I don't know what tools you have available, but here is how I would consider this problem. If it uses terminology you do not know yet, you might come back to my answer later. This is intentionally not a direct path to the solution, rather the path I went though to solve the problem.

Write this system as a matrix equation:

$$\left( \begin{array}{ccc} 2 & 1 & -1 \\ 1 & -2 & -3 \\ -3 & -1 & 2 \end{array} \right) \left( \begin{array}{c} x \\ y \\ z \end{array} \right) = \left( \begin{array}{c} a \\ b \\ c \end{array} \right)$$

If the matrix were invertible, we could multiply both sides by the inverse and get relations between $x,y,z$ and $a,b,c$.

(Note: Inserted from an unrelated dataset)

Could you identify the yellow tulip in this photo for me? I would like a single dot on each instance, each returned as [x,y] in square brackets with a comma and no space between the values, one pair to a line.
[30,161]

$$\left( \begin{array}{c} x \\ y \\ z \end{array} \right) = \left( \begin{array}{ccc} 2 & 1 & -1 \\ 1 & -2 & -3 \\ -3 & -1 & 2 \end{array} \right)^{-1} \left( \begin{array}{c} a \\ b \\ c \end{array} \right)$$

But that matrix is not invertible: it has determinant 0, or you can see that the first column plus the third column equals the second column, so that the columns are not linearly independent. There has to be a dependence among the rows as well, but it is not as obvious. The "row reduced echelon form" is a good tool for finding column dependencies, so we use it on the transpose of the coefficient matrix (making the rows we want to relate into columns).

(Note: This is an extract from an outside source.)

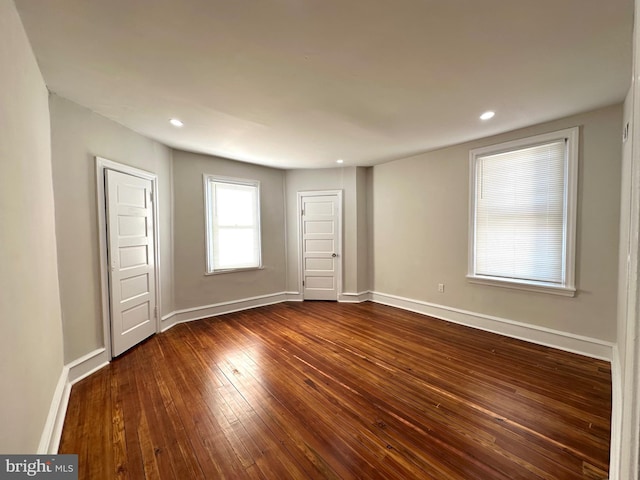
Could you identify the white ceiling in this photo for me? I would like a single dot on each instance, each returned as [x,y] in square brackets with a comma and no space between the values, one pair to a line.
[301,83]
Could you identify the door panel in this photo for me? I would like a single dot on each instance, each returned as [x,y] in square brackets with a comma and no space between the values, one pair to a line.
[320,245]
[130,245]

$$\text{rref} \left( \begin{array}{ccc} 2 & 1 & -3 \\ 1 & -2 & -1 \\ -1 & -3 & 2 \end{array} \right) = \left( \begin{array}{ccc} 1 & 0 & -7/5 \\ 0 & 1 & -1/5 \\ 0 & 0 & 0 \end{array} \right)$$

For solving $\alpha (2, 1, -1) + \beta(1,-2,-3) + \gamma(-3,-1,2) = 0$, this result means $\alpha - (7/5)\gamma = 0$ and $\beta - (1/5)\gamma = 0$. Since $\gamma$ in independent, make things easy by choosing $\gamma = 5$, which gives $\alpha = 7$ and $\beta = 1$.

So on the left-hand side of the original system, $$7(2x+y-z) + (x-2y-3z) + 5(-3x-y+2z) = 0.$$ Keeping track of the right-hand side gives the dependency you want, $7a + b + 5c = 0$. (It's interesting how row reduction and inner products as used by Luboš lead to the same result.)